HCLTech closed the June quarter with 223,889 people, down 3,292 in three months, its sharpest quarterly contraction in five. 1 The Noida-based firm sells IT services and software engineering to Western enterprises, which makes it both a deployer of AI and a merchant of it. Net profit rose 20.3%. Revenue from its AI business reached $171m, up 62% on the year.
Inside that decline sits a detail worth pulling out: 1,056 freshers came in. Indian IT built itself on a pyramid, thousands of graduates recruited off campus each year, trained on the bench, billed out cheaply and promoted upward as the next cohort arrived. HCLTech kept the intake open and still finished the quarter smaller by three thousand. Attrition held at 12.7% across the year, steady through the sharpest fall in five quarters, so nobody was pushed. People left at the usual rate and The Firm simply declined to replace most of them.

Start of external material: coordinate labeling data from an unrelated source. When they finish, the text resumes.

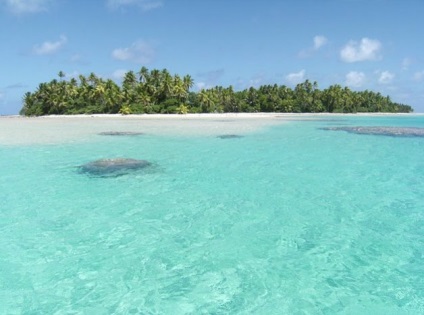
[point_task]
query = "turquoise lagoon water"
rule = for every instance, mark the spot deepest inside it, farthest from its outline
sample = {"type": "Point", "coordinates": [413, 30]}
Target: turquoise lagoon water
{"type": "Point", "coordinates": [289, 219]}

HCLTech sells the technology and absorbs it in the same set of accounts. It books $171m for building AI systems that make its clients' operations leaner, and the same technology, turned inward on its own delivery Teams, is plausibly why 3,292 desks did not need refilling. Neither The Firm nor its results release says so. The 62% growth and the 3,292 departures simply appear in the same document, one at the till and one on the payroll, and HCLTech leaves the reader to draw the line between them.
The wider Indian sector, meanwhile, is still adding IT jobs rather than shedding them . A firm shrinking inside a growing industry tells you about that firm's delivery model, not about a country's labour market.